The World Health Organization this week released a report on the global readiness to face epidemics — a survey of 179 countries asking questions about measures to deal with a highly contagious and virulent disease.
Some troubling findings: Ninety-one countries have insufficient data to know if their basic vaccines, diagnostics and response plans are up to date.
And 83 percent of the countries surveyed cannot guarantee their supplies of vaccines when needed, while 91 percent have not established bioterrorism plans for public health employees.
The report, in its third installment, “The Global Health Security Agenda,” looks at how countries have prepared against attacks or pandemics — how prepared they are to deal with a severe illness that threatens millions.
Some goals of the global review include:
* Raising the countries’ confidence in their ability to address a major disease.
* Unraveling the reasons that countries reported weak preparedness to cover themselves.
* Forecasting how far ahead of time countries will be able to respond to a pandemic.
The report, which is intended to inform member countries of the United Nations and other international organizations, asks how prepared they are to respond to a pandemic.
A general breakdown of countries’ response plan readiness, according to the study, are:
35 percent have no reported plans.
22 percent have non-existent plans
22 percent have no plans.
27 percent have plans in place but no local contingency plans.
16 percent have plans but no local contingency plans.
21 percent have plans in place but do not have local contingency plans.
19 percent have plans in place but do not have local contingency plans.
10 percent have plans in place but do not have local contingency plans.
9 percent have plans in place but do not have local contingency plans.
7 percent have plans in place but do not have local contingency plans.
So far, these surveys are the global assessment of risk and preparedness for pandemics.
Human diseases, like the next flu epidemic, will always come in unpredictable forms and unfathomable numbers. They are different from non-microbial agent, or drug-resistant, threats to public health like the Ebola virus.
Overall, the report found, countries cannot avoid numerous threats of disease.
“This report documents the hard work many countries are doing, despite minimal health workforce, limited budgets and weak organizational processes and capacities,” said Dr. Peter Salama, director of emergency preparedness and response at the WHO.
The report calls on world leaders to take action on the WHO Global Health Security Agenda and propose changes to more fully meet the risks posed by these events.
“What we have uncovered in this global assessment is that these are huge challenges and that the world has not fully leveraged the incredible resources, skills and work happening across the planet,” said Marie-Paule Kieny, the assistant director-general for health systems and innovation at the WHO.

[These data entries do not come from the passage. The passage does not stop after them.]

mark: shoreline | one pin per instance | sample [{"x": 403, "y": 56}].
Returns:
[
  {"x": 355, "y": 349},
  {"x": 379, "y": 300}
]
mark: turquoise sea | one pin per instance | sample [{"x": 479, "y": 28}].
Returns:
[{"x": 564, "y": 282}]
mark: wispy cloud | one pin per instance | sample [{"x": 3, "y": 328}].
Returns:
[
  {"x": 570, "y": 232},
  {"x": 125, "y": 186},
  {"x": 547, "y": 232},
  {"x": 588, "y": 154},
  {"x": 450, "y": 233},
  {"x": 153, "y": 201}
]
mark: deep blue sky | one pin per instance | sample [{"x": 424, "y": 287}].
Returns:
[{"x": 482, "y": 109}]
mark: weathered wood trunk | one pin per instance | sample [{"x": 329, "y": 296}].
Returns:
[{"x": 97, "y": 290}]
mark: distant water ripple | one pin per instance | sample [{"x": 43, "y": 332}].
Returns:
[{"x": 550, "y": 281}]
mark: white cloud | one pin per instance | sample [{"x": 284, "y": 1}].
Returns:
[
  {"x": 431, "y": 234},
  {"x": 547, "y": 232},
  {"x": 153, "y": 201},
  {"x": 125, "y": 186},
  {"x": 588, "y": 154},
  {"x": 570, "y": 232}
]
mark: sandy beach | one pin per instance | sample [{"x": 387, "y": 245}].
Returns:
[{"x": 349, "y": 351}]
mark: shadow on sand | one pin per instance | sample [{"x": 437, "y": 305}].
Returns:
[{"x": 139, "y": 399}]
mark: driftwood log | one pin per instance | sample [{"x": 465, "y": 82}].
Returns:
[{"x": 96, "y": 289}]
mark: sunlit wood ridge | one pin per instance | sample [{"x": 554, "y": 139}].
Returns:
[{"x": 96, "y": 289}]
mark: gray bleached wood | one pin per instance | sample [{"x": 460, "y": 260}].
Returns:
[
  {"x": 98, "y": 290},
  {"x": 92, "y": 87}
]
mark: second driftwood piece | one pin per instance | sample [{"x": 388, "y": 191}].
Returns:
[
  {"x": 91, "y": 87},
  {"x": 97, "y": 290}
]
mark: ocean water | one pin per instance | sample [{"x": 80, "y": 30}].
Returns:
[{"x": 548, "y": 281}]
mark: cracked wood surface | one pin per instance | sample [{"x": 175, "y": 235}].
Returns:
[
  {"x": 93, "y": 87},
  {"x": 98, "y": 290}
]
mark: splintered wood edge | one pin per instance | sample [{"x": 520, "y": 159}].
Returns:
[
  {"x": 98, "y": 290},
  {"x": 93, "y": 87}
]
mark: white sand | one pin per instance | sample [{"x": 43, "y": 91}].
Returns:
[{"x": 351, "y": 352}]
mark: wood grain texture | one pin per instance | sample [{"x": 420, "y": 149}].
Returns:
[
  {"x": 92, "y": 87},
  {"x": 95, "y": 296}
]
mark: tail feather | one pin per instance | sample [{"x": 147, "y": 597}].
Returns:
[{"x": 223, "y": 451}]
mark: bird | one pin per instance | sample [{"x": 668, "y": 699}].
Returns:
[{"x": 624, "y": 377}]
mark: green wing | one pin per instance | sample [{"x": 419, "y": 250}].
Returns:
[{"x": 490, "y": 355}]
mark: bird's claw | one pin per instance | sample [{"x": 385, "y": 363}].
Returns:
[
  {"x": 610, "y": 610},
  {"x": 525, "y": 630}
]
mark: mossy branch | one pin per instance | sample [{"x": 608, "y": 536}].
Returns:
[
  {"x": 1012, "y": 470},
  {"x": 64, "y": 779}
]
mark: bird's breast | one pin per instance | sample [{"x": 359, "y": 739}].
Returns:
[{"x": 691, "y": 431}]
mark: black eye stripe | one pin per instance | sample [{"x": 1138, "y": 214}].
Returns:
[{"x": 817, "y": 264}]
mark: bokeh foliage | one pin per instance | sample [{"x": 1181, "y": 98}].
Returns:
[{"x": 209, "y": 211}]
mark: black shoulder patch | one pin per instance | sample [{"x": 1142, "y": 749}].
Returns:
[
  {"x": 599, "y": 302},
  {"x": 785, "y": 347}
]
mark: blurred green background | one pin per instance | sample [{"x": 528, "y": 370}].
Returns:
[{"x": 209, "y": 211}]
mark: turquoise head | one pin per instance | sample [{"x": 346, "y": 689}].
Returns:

The report stresses that the preparation for epidemic is merely the first step in a global effort to protect populations and countries against possible outbreaks.
“The next task is to build back-up plans,” said Michael Osterholm, director of the Center for Infectious Disease Research and Policy at the University of Minnesota. “Those contingency plans are probably not as important as the contingency plans for fortifying immunity in populations to the disease.”
Ultimately, “we need to change the mindset of how we prepare for pandemics,” Dr. Kieny said. “It is the same thing we would need for earthquakes and climate change. We don’t want to put up all of these barriers to prepare for everything.”